I don't know what inspired my local public television station to show the 1963 movie Charade on Thanksgiving night and I know even less about the reasons why my mother and my youngest brother chose to tune into it. I do know that it proved to be a remarkably good movie that even people who aren't as ardently dedicated to old movies as yours truly can appreciate -- which might explain why my mother and my youngest sibling could not help but watch it all the way through. Some critics have called it the "best Hitchcock movie that Hitchcock never made" and some may argue that it's actually a lot better than some of Hitchcock's lesser films. (For example, Hitchcock's The Trouble with Harry could have learned a lot about suspense from this flick.)

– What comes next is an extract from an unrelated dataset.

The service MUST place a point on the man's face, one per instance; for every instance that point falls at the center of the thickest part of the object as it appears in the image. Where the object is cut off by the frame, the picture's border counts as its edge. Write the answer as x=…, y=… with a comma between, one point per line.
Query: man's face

On paper, this movie should have been a failure. After all, there was a huge age gap between the two romantic leads and it's not a big coincidence that the male lead -- Cary Grant -- retired from movies two films after this one was released. (In his last movie, Walk, Don't Run, Grant didn't even pretend to be romantically interested in that movie's female lead and in the one before that, he was matched for some odd reason with younger actress Leslie Caron, perhaps in the vain hope of capturing the same chemistry found between Cary Grant and Audrey Hepburn in this flick.) Moreover, Charade itself is a mixture of romance, comedy and suspense that could have easily proved tasteless in the hands of a lesser filmmaker than director Stanley Donen.

And yet it doesn't. I actually found myself laughing at lines of dialogue I never expected to find all that funny and being amused at the actors' reactions as often as their actions. The plot, for those unfamiliar with it, involved a young widow named Regina "Reggie" Lambert whose husband was discovered by the side of a French railroad track at the beginning of the movie. Not only did she have much reason to suspect her husband was murdered, but she soon discovered that he was also suspected of being a crook. One of his last actions involved stripping the apartment that he and Reggie had shared and selling the furnishings without leaving a single clue as to what he did with all the cash he got for them.

Moreover, Mrs. Lambert found herself being pursued by three thugs who were certain she knew where her late husband hid a fortune in stolen loot. Add to that a mysterious CIA agent who claimed to have been investigating her late husband and an equally mysterious person -- played by Cary Grant -- who might or might not be another government agent and poor Mrs. Lambert had her hands full trying to get herself free of a sticky situation.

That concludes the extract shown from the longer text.